Tornati a Roma dopo l’invasione dei Galli, i Romani si trovarono di fronte a gravi problemi. Bisognava ricostruire la città, cingerla di mura più efficienti, riorganizzare lo stato e l’esercito. Tutto ciò venne fatto.
La riforma dell’esercito porta il nome di Marco Furio Camillo. In primo luogo si decise di utilizzare gran parte dei disoccupati che popolavano Roma, istituendo il soldo alle truppe. Si creava così una nuova professione (quella del militare pagato dallo Stato), con una massa di uomini legati all’esercito, il quale dava pane, carriera, possibilità di ulteriori guadagni con la spartizione dei bottini.
Venne poi abolito il vecchio schieramento basato sull’appartenenza alle classi: lo schieramento fu basato sull’età e sull’esperienza militare degli uomini.

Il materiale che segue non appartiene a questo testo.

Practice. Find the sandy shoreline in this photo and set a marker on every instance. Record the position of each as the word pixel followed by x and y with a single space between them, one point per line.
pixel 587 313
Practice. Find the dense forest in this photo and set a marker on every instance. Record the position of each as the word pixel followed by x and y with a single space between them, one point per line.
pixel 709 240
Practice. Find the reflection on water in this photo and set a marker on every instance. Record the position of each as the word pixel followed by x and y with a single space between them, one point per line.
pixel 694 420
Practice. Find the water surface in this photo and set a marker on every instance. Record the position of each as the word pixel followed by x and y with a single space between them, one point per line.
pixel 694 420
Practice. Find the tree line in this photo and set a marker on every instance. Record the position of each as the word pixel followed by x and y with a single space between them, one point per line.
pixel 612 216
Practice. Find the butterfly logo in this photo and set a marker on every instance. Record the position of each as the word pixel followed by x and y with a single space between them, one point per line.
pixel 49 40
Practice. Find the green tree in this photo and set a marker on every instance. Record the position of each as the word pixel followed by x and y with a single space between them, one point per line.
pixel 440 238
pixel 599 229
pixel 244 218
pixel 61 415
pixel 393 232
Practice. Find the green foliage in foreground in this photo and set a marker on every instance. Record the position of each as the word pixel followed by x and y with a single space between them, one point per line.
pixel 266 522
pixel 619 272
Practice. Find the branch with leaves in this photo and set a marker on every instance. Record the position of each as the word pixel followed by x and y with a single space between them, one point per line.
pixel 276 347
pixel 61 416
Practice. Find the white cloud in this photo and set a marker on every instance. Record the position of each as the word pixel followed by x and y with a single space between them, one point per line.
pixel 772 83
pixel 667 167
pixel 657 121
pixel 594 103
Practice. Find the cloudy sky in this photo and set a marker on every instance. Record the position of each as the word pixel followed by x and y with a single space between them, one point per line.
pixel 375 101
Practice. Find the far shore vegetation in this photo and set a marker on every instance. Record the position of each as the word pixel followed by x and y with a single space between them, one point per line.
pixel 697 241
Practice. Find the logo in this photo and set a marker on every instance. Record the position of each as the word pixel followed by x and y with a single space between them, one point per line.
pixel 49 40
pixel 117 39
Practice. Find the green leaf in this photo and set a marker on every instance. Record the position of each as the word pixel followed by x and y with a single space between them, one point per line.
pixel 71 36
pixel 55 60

In prima fila si disponevano i più giovani, detti hastati perché muniti di lunghe lance, in seconda fila i più anziani, detti principes, in terza fila i veterani, detti appunto triari, che intervenivano solo nei momenti disperati.
Questo schieramento era formato da soldati di professione; i soldati di leva (cioè i cittadini chiamati periodicamente per il servizio militare) formavano la fanteria leggera e la cavalleria.
Anche la struttura dell’esercito venne modificata: l’unità più piccola della legione fu la decuria, di dieci uomini. L’esercito romano finì per acquistare la fisionomia di un esercito moderno.
Venne anche cambiato l’armamento delle truppe, che veniva fornito dallo Stato. Gli elmi di cuoio furono sostituiti da elmi di metallo, venne introdotto il gladium, spada corta a due tagli.
Si introdusse anche il criterio dell’Istruzione militare: i soldati venivano continuamente addestrati a marce, manovre, esercizi ginnici.